Who Pays Corporate Income Taxes?


It’s fairly easy to examine tax returns and figure out the share of personal income taxes paid by various groups. But what about the corporate income tax. Who pays that?

One way or another, people ultimately end up paying corporate taxes. Corporate shareholders pay much of it in the form of lower profits and dividends, but not all. So who else? Bruce Bartlett summarizes some new reasearch on this:

Companies may try to raise prices to compensate for the corporate income tax, thus shifting some of the burden onto consumers.

Most economists don’t believe that much, if any, of the corporate tax is shifted onto consumers this way, because corporations face competition from noncorporate businesses, such as sole proprietorships and partnerships, and from businesses based in countries with higher or lower corporate taxes. Competition sets prices for goods and services without regard to the corporate tax rate.

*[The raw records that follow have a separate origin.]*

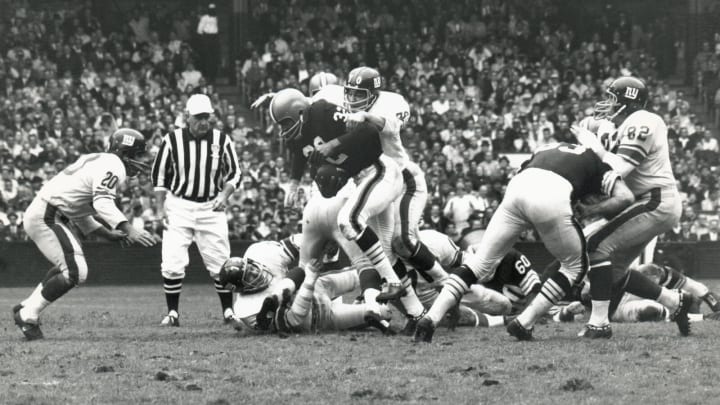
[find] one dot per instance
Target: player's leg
(410, 206)
(58, 244)
(384, 223)
(563, 238)
(669, 277)
(621, 241)
(176, 241)
(212, 238)
(502, 232)
(374, 194)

While economists still believe that the bulk of corporate income taxes is paid by the owners of capital, in recent years they have come to believe that workers ultimately pay much of the tax in the form of lower wages. This results from lower capital investment due to a higher cost of capital, which reduces productivity and hence wages, and because capital investment moves to other countries where corporate income taxes are lower.

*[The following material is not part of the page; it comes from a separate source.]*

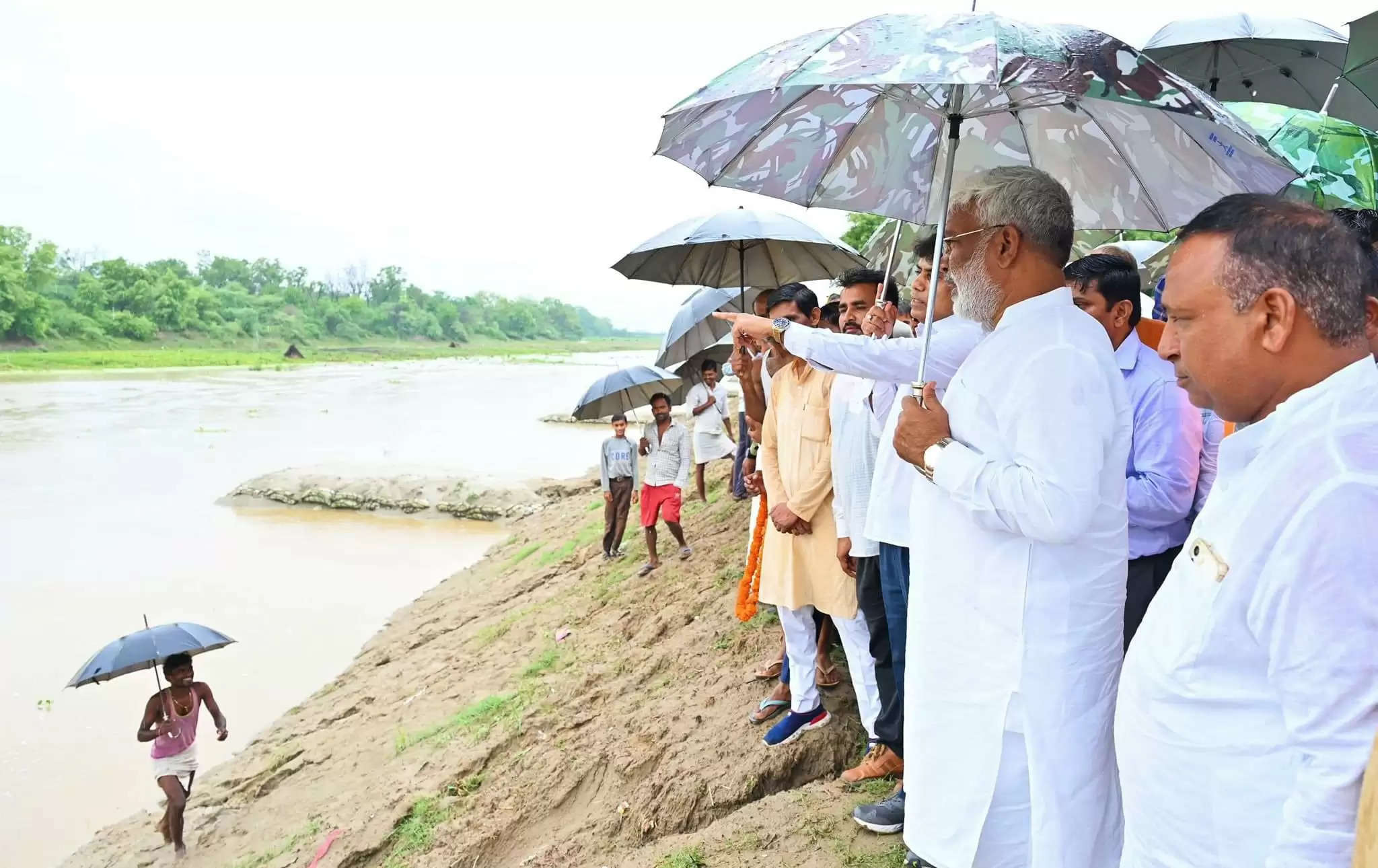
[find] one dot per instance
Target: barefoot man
(170, 724)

So when you take all this into account, what’s the distribution of corporate income taxes? The Joint Committee on Taxation took a crack at estimating this and came up with the following table:

The numbers in this table represent the total amount of taxes paid by various income groups, in millions. The lowest income group, for example, pays an aggregate of $5.5 billion if you don’t count corporate taxes, and $6.5 billion if you do. Thus, corporate taxes increase their federal tax burden by 17.8 percent. Other groups see similar kinds of increases.

Bartlett suggests that this might make a bipartisan deal on corporate taxes more likely. “Politically, it is now easier to show that a cut in the corporate tax rate will have benefits that are broadly shared.” That might be true if these estimates are confirmed by other groups. But it would still depend a lot on what kind of tax replaced the lost revenue.